Helen Keller ou Arakawa
Portrait de l'artiste en jeune aveugle
Comment lire un texte qui supprime tous les repères de lecture ? Dès le titre, deux noms, Helen Keller ou Arakawa, s'assimilent et fusionnent. Non qu'il s'agisse de la même personne : il n'y a plus de personne. La notion « d'identité » est rejetée hors du livre : plus de même, plus d'autre, mais des lignes, des axes d'équivalences, des clés de contact multiples (femme + homme, ouest + est, sourde + aveugle, peintre + architecte). Avec talent, Madeline Gins fait sauter les verrous de la syntaxe, ordinairement machine à trier-filtrer-ventiler-répartir en espèces et en espaces.

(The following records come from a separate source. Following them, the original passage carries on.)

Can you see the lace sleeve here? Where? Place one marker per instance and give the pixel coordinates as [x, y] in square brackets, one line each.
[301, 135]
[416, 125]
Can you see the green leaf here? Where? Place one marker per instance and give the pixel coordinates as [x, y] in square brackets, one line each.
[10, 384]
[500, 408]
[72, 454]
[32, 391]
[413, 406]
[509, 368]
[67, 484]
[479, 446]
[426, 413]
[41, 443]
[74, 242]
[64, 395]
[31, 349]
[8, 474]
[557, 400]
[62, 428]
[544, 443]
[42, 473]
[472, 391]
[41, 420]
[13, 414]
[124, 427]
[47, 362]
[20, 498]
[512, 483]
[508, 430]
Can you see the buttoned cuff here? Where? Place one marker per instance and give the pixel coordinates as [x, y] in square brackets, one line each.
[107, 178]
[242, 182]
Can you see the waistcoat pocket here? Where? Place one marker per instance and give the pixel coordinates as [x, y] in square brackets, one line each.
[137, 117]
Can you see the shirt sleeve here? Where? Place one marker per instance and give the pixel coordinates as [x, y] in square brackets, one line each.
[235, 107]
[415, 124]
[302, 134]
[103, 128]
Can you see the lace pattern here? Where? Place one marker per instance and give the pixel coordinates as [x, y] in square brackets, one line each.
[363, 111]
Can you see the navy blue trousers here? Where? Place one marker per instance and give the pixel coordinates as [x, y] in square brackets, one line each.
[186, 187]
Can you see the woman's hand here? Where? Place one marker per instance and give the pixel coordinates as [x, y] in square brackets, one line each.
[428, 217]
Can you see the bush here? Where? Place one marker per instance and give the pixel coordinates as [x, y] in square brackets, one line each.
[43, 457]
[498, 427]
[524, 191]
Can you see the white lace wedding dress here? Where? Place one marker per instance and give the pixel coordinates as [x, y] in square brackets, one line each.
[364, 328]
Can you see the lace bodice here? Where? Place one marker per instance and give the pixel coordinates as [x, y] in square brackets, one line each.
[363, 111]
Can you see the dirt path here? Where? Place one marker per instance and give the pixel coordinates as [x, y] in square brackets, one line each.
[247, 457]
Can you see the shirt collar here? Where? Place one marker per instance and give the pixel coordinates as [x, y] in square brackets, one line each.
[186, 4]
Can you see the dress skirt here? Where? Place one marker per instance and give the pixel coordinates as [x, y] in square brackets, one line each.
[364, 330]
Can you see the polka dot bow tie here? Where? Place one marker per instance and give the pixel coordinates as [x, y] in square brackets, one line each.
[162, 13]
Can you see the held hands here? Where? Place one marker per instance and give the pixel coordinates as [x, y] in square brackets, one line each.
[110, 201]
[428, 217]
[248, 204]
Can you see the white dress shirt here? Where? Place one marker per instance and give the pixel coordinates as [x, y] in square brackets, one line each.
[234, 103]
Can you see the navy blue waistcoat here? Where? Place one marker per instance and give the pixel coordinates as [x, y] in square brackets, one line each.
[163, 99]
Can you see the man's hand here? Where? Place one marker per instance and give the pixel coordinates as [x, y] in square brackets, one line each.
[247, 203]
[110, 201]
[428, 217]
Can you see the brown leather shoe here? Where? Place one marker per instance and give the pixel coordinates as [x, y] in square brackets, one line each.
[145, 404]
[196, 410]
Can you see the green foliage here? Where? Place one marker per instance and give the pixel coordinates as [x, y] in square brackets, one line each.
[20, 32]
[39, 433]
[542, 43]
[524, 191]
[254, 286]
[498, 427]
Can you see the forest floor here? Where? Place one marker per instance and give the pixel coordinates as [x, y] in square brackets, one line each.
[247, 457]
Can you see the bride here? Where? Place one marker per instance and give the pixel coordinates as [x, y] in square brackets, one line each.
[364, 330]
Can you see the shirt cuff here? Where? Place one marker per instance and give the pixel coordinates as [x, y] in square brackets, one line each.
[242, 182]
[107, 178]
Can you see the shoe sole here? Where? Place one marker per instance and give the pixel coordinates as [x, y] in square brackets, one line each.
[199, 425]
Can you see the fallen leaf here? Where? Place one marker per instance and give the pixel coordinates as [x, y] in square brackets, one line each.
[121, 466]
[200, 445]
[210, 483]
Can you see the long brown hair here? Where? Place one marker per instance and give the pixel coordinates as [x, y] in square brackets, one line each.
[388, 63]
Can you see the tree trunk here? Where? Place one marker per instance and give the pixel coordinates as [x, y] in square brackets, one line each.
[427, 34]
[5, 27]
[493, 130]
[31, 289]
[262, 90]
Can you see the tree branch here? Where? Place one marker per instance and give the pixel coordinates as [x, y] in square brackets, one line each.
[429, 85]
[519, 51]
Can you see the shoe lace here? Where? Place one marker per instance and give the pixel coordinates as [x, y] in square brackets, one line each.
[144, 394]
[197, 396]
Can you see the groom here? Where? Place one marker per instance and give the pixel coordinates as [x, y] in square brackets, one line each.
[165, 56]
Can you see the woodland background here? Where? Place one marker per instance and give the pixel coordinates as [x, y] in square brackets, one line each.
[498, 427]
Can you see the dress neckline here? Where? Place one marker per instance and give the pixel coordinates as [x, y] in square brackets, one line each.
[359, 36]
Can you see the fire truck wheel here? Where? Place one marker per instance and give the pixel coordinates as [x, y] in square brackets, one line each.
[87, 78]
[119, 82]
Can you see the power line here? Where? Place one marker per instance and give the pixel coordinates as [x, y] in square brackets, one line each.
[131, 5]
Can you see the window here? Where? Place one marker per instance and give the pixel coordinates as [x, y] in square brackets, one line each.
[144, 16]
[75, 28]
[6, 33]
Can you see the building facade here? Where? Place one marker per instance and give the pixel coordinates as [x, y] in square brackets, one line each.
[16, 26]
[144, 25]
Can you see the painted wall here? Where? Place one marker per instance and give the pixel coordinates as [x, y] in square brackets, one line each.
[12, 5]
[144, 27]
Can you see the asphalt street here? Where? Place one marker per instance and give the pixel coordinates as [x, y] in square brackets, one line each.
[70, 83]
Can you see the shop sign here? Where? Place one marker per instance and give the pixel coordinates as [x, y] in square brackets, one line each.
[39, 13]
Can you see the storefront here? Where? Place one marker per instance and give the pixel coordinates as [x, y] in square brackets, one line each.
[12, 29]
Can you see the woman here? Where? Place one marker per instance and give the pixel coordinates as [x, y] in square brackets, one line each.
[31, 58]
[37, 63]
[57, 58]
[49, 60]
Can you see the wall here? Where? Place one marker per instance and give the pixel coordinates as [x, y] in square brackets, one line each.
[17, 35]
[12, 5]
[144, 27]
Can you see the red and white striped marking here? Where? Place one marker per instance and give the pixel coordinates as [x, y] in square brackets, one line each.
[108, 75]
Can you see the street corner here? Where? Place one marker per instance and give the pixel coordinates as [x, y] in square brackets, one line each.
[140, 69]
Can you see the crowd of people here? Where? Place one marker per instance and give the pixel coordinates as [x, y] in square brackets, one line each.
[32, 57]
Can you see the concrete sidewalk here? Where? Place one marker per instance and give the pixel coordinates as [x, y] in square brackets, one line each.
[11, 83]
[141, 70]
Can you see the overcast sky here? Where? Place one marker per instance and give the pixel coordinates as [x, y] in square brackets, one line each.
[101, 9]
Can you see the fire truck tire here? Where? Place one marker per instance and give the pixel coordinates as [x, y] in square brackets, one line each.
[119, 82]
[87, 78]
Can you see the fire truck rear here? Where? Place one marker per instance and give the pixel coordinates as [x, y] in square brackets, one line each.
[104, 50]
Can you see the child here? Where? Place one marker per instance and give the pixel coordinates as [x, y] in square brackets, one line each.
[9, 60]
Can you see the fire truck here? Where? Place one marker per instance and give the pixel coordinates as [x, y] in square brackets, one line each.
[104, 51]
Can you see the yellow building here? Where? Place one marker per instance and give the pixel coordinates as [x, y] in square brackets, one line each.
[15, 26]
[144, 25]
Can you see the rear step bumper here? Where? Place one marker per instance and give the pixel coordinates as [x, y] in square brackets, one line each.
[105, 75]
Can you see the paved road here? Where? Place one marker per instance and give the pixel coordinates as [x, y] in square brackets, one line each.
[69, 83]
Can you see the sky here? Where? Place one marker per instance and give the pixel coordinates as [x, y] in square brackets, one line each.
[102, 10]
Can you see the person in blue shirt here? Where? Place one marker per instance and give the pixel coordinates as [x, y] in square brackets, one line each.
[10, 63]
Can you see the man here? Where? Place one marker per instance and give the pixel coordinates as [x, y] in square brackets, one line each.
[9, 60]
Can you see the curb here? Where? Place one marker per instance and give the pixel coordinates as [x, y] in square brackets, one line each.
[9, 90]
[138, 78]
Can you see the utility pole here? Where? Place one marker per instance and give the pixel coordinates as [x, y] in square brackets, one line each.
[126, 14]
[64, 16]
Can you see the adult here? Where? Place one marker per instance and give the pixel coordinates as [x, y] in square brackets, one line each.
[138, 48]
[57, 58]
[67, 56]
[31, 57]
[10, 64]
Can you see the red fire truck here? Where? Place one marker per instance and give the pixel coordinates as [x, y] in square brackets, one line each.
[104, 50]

Elle débusque les failles de l'anglo-américain, en suit tous les linéaments et les passages à gué, en longe les points de bascule. OEuvre à plusieurs voix, ce texte se lit de plus d'une façon : manuel de lecture d'une racine kanji, mais aussi récit vibratile de ce que « voit » une aveugle au théâtre, dans une langue-sensorium où tout, qu'il s'agisse d'un trait de crayon ou d'un grain de sable, est autorisé à prendre la parole. Ici, l'intelligence haptique fait advenir ce qu'elle touche.